セバスの話では既にローズは帰宅しているようなので、別邸に行っても問題はないはずだ。できればイシュトと親父殿には会いたくないものだが。
そういうわけで、別邸に向かうことにする。
そのまま正面玄関を開け、別邸の中に入る。
ちなみにたまにセバスに用事があることがあるので別邸の鍵も一応持ってはいる。
―ガチャリ
それなりに大きな扉を開けると、メイドの一人が俺に気が付く。
「イシュバーン様、セバス様でしょうか?」
セバスはうちの筆頭執事であり、メイドからは執事様とかセバス様とか呼ばれている。
「いや、今日は料理長に用事があるんだ。」
俺はそのまま調理室に向かう。
料理長の名前は―確か、ロドリゴだ。
「ロドリゴ、いるか?」
俺は調理室から顔を出す。
「―おや、坊ちゃん。珍しいこともあるもんですね。どうかしたんですかい?」
何かの下準備をしているようだったロドリゴが顔を見せる。
「ああ。携帯保存食が欲しいんだが、何かないか?」
「携帯保存食、ですかい?」
顎に手を当てて考えるロドリゴ。
「それでしたら干し肉ですかねえ?でも、それだけだと栄養が偏るんで、ナッツやドライフルーツを混ぜてひき肉を焼いたものがいいんじゃないですかねえ?」
「―おい、ナッツとドライフルーツは保管室にあるよな?」
ロドリゴは他の料理人に声をかける。
「へえ、確かナッツもドライフルーツも保存室にまだ十分あるはずですぜ?」
「肉はどうだあ?」
ロドリゴはその料理人に確認する。
「肉は余分なものは保存室にはありませんねえ。今あるものだけっす。」
「坊ちゃん、今、肉はあるにはあるんですがね、保存食用には使えないみたいですねえ。」
ロドリゴは申し訳なさそうに言う。
「なに、肉は新しく狩をする予定でいたからな。問題ないだろう。」
セバスからも頼まれているしな。
「おお、久しぶりにボアの肉ですかい?」
「―このまえ渡したばかりのはずだが?」
それとも親父とイシュトとローズの三人でボア一匹分の肉を平らげたのだろうか?
「余りものは燻製にしろとご当主様の要望があったんでさあ。なんでも酒のつまみにするって話です。なんで、燻製室に余分の肉はあるにはあるんですがね・・・。」
「分かった。またボアの肉を取ってくるつもりでいるから、その時は保存食用の分を取っておいてくれ。」
「分かりやした。ボアの肉、お待ちしておりますよ?」
少し嬉しそうなロドリゴ。
「それはボアにでも聞いてくれ。」
そう言って俺は調理室を後にする。
―やれやれだ。
調理室での俺の認識も、ボア取り名人に間違いないだろう。
実際、ボアを取るのはそれなりに難しいらしい。
いきなり遭遇するとびっくりしてこちらに突っ込んでくるが、普段は警戒心が強く、近づくとさっさと逃げていく。魔法を詠唱しようにも、詠唱している間に一目散だ。
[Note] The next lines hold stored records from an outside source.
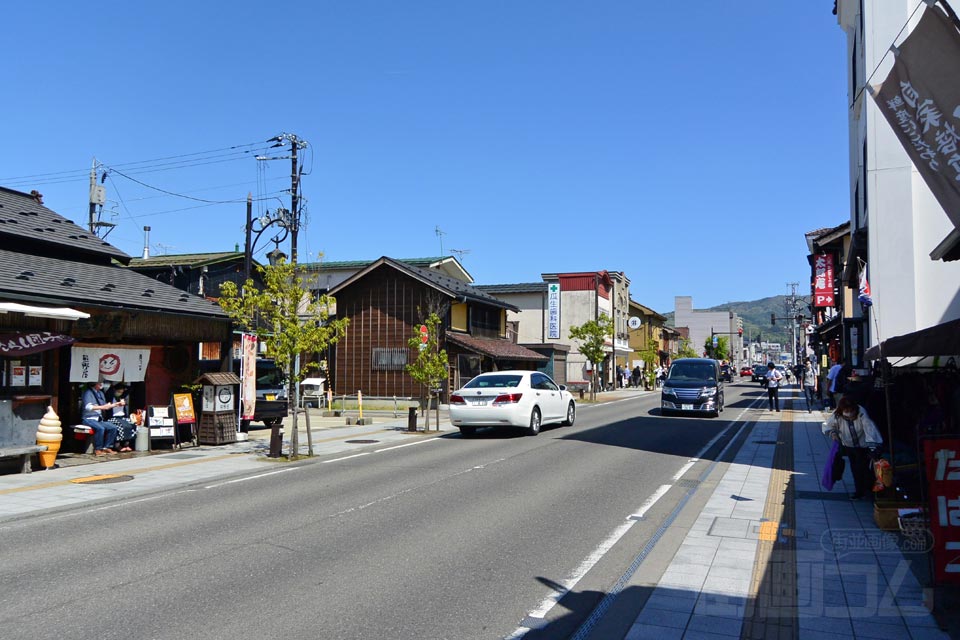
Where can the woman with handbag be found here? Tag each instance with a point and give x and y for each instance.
(859, 438)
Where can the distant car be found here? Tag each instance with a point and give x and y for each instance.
(522, 399)
(693, 384)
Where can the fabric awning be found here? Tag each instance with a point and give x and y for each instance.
(24, 343)
(940, 340)
(496, 348)
(59, 313)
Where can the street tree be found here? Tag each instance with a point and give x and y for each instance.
(592, 335)
(430, 367)
(721, 351)
(289, 322)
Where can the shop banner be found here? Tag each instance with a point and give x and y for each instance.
(823, 280)
(920, 99)
(248, 376)
(553, 312)
(89, 364)
(23, 343)
(942, 456)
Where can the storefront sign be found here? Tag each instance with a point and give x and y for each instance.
(942, 457)
(919, 99)
(823, 280)
(248, 376)
(183, 407)
(89, 364)
(23, 343)
(553, 312)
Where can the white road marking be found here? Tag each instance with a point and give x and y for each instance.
(652, 500)
(356, 455)
(409, 444)
(261, 475)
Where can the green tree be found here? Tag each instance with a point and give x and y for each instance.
(591, 335)
(430, 367)
(722, 350)
(284, 317)
(686, 351)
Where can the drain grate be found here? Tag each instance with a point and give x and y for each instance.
(104, 479)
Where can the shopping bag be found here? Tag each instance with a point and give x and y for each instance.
(833, 469)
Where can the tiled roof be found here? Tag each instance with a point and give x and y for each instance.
(186, 259)
(520, 287)
(22, 217)
(497, 348)
(451, 286)
(56, 280)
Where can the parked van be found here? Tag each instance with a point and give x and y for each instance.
(693, 385)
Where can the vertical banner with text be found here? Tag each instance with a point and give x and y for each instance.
(248, 376)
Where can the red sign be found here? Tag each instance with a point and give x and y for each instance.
(823, 280)
(942, 457)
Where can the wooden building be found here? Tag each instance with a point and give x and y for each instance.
(387, 302)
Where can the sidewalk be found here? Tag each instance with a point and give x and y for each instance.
(775, 556)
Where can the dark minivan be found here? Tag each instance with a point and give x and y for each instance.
(693, 384)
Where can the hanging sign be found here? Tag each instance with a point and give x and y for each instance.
(942, 457)
(553, 311)
(90, 364)
(823, 280)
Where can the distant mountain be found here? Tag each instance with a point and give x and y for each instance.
(756, 318)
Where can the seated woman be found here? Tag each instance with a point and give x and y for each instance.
(126, 430)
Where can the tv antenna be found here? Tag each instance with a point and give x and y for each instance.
(440, 233)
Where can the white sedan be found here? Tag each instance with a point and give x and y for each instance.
(525, 399)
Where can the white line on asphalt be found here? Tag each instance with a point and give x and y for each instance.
(356, 455)
(685, 468)
(261, 475)
(652, 500)
(409, 444)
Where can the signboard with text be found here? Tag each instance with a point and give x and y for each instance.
(823, 280)
(942, 457)
(553, 311)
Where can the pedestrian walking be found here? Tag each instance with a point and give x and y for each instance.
(809, 381)
(860, 441)
(773, 378)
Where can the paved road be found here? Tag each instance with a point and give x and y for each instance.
(442, 538)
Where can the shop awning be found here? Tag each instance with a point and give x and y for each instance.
(940, 340)
(496, 348)
(59, 313)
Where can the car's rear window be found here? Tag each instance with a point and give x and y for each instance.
(493, 382)
(690, 371)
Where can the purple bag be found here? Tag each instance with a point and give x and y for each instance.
(829, 476)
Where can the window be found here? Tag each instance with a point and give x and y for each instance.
(389, 358)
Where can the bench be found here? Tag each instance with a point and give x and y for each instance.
(85, 434)
(24, 454)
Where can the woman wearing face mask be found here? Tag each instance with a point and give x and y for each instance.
(858, 435)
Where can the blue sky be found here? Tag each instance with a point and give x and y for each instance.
(689, 145)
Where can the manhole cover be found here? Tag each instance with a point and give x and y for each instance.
(104, 479)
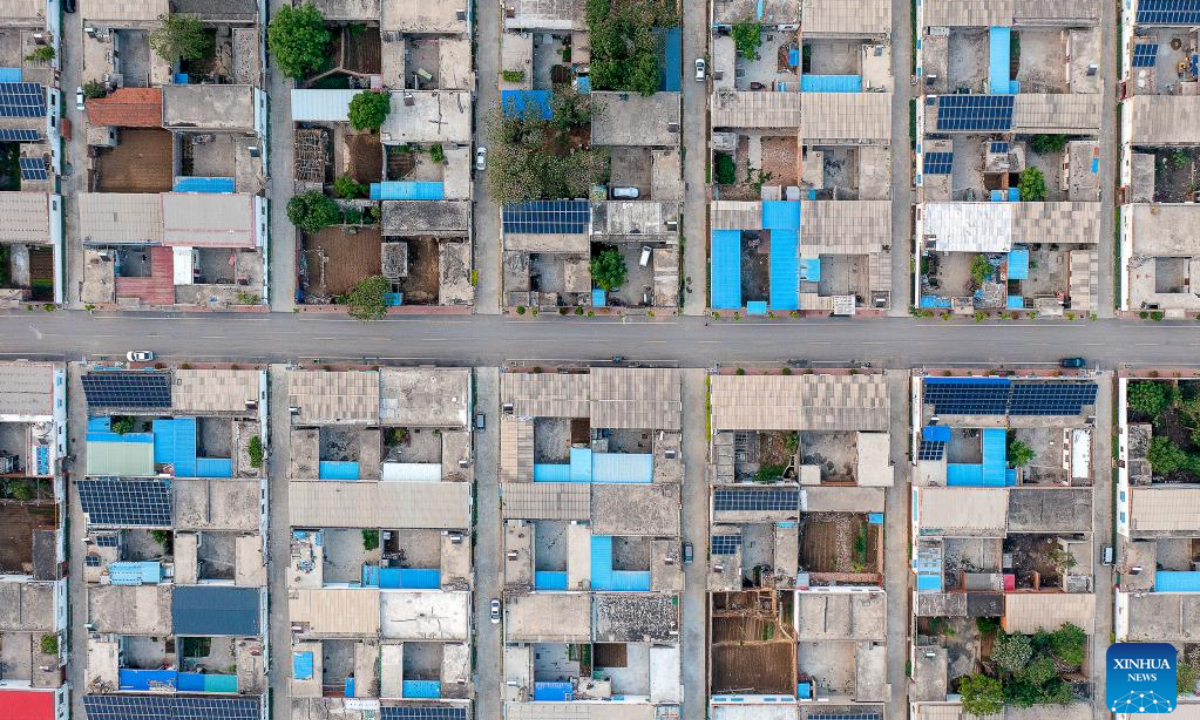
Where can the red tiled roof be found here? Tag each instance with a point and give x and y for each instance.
(127, 107)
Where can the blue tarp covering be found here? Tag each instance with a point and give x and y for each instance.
(211, 185)
(329, 469)
(726, 270)
(940, 433)
(517, 102)
(999, 60)
(423, 689)
(1019, 264)
(672, 59)
(549, 580)
(1176, 581)
(785, 269)
(301, 666)
(832, 83)
(780, 215)
(552, 693)
(407, 190)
俺がボアを簡単に狩ることができるのは、レーダーによって茂みに隠れて油断しているボアを苦も無く発見できたからに他ならない。
通常、貴族も含めてここの世界の人が食うボアは養殖されたボアだが、野生のボアに比べるとなぜか味が随分と劣る。セバスによれば、うちでは俺がいるせいで野生のボアがしょっちゅう食卓に上がるが、こんな家は他にないだろう、とのことだった。
そう聞くと、親父やイシュトにボアの肉を分けてやるのが少し腹立たく思う。
「―まったく、俺はおまえたちのボア取り名人ではないというのに。」
今日はまだ時間が充分にある。せっかくだし、この後ボアを取りに行こう。